En ese sentido, desde el organismo enumeraron siete comportamientos de quien padece bullying
1- Frecuentemente muestra baja autoestima, inseguridad o timidez, puede dejar de juntarse con sus amigos y buscar continuamente la compañía de adultos.
2- Suele estar aislado por sus compañeros y tener poco apoyo en redes sociales, y al mismo tiempo deja de participar en su grupo de pares.
3- Puede mostrar reacciones pasivas, provocadoras (imitando a sus acosadores) o reproducir el acoso hacia otras víctimas.
4- Pueden dejar de asistir a clase, bajar el rendimiento o mostrar desinterés por el colegio.
5- Sufre cambios bruscos de humor, en su alimentación o en su uso de las redes sociales.
6- Puede manifestar miedo a la soledad, ataques de pánico, insomnio o pesadillas.
7- Puede presentar lesiones físicas, perder cosas o llevarlas rotas.
El ciberacoso aparece de diferentes formas
– Generación de contenidos falsos, ciberacoso sexual (publicación de fotos íntimas o compartición no autorizada de contenidos sexuales), recopilación de datos de una persona y difusión de los mismos. Publicación de fotos o vídeos sin consentimiento, suplantación de identidad y otros métodos. Check Point Software recomienda las siguientes medidas de protección contra el ciberacoso:
– No respondas a los ciberacosadores y bloquéalos.
– No compartas información personal. No publiques tu dirección, contraseñas, números de teléfono o información bancaria en Internet, y toma consciencia del tipo de contenido fotográfico que compartís.
– Ajustes de privacidad. En las redes sociales, puedes utilizar la configuración de privacidad para asegurarte de que tus contenidos solo sean visibles para tus amigos.
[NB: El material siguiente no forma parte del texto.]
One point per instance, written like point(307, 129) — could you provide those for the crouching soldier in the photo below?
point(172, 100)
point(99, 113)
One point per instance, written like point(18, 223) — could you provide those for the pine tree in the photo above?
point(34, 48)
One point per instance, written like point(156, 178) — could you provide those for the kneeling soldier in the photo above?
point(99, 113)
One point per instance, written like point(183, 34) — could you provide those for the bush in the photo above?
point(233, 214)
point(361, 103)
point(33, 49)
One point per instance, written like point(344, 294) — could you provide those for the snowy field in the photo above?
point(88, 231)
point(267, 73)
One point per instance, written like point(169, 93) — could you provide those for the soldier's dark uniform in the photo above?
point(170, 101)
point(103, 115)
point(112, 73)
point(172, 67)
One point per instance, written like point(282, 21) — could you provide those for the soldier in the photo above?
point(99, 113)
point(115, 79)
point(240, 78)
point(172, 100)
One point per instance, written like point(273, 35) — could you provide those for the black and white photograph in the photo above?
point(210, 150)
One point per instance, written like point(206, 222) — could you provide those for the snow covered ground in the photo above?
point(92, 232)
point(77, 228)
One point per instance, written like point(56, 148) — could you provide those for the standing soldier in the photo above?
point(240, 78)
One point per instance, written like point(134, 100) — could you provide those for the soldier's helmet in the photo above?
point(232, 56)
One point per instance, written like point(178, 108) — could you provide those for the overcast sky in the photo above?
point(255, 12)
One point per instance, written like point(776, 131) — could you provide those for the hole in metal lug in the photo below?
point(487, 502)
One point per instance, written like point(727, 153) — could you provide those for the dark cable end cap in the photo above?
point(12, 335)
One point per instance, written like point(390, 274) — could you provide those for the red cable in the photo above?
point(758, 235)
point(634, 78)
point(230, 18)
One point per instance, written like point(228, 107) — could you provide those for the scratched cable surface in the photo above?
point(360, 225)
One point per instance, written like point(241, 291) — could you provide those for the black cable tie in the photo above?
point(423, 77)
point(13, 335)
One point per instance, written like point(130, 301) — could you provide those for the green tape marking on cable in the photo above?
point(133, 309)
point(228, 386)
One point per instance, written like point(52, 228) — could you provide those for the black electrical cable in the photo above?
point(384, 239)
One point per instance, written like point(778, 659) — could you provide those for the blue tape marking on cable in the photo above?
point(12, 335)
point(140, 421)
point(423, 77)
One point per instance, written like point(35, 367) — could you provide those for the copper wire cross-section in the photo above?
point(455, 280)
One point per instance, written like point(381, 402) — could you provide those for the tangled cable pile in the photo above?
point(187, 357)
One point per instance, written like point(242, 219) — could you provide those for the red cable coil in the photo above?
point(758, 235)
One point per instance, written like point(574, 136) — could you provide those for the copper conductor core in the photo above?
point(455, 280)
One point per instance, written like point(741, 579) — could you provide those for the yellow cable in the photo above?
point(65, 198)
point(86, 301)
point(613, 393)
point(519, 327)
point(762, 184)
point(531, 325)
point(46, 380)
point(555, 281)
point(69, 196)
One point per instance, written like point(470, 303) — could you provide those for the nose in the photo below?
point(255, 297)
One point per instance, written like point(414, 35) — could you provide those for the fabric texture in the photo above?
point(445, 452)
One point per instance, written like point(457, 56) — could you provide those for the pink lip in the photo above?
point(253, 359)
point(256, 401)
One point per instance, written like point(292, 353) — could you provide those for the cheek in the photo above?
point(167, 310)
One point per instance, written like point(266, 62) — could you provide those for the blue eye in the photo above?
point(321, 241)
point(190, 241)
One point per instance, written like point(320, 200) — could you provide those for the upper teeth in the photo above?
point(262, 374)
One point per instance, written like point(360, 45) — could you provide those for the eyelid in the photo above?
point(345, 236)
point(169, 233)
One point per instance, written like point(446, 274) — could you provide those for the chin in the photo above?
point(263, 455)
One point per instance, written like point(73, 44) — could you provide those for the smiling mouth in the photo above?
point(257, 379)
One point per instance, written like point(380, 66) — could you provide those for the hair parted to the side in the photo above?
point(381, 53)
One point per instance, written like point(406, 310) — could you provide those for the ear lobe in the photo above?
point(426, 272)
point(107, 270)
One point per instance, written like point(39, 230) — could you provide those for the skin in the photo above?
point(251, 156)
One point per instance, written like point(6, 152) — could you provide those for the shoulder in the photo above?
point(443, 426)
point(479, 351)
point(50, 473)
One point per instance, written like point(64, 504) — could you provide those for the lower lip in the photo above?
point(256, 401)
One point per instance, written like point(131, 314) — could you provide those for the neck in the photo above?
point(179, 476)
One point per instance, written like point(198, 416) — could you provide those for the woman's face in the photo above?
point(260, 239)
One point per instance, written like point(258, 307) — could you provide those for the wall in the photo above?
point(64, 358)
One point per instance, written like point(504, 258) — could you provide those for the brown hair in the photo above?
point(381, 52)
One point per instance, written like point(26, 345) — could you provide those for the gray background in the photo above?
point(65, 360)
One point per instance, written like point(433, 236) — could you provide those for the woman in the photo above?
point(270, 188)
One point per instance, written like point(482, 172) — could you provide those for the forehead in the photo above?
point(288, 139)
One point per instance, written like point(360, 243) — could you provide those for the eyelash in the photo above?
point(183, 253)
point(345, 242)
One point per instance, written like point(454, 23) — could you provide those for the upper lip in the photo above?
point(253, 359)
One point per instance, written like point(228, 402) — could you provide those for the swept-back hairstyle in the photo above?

– Guarda pruebas para la denuncia. Si sufrís ciberacoso, guarda información valiosa para denunciar más tarde.
– Pedí ayuda. Informar siempre de la situación a las plataformas, al colegio y a las autoridades.
– Seguridad en línea. Tener conocimientos básicos de seguridad en línea es esencial. Establece contraseñas seguras y aprende a utilizar internet con más precaución.
– Educación: La educación es una clave fundamental para prevenir el ciberacoso y cualquier tipo de acoso. Enseñar a las generaciones más jóvenes a comportarse con respeto y a no traspasar límites perjudiciales, es nuestra responsabilidad.
– Protección: Los padres también deben prestar atención a cómo interactúan sus hijos en el mundo virtual.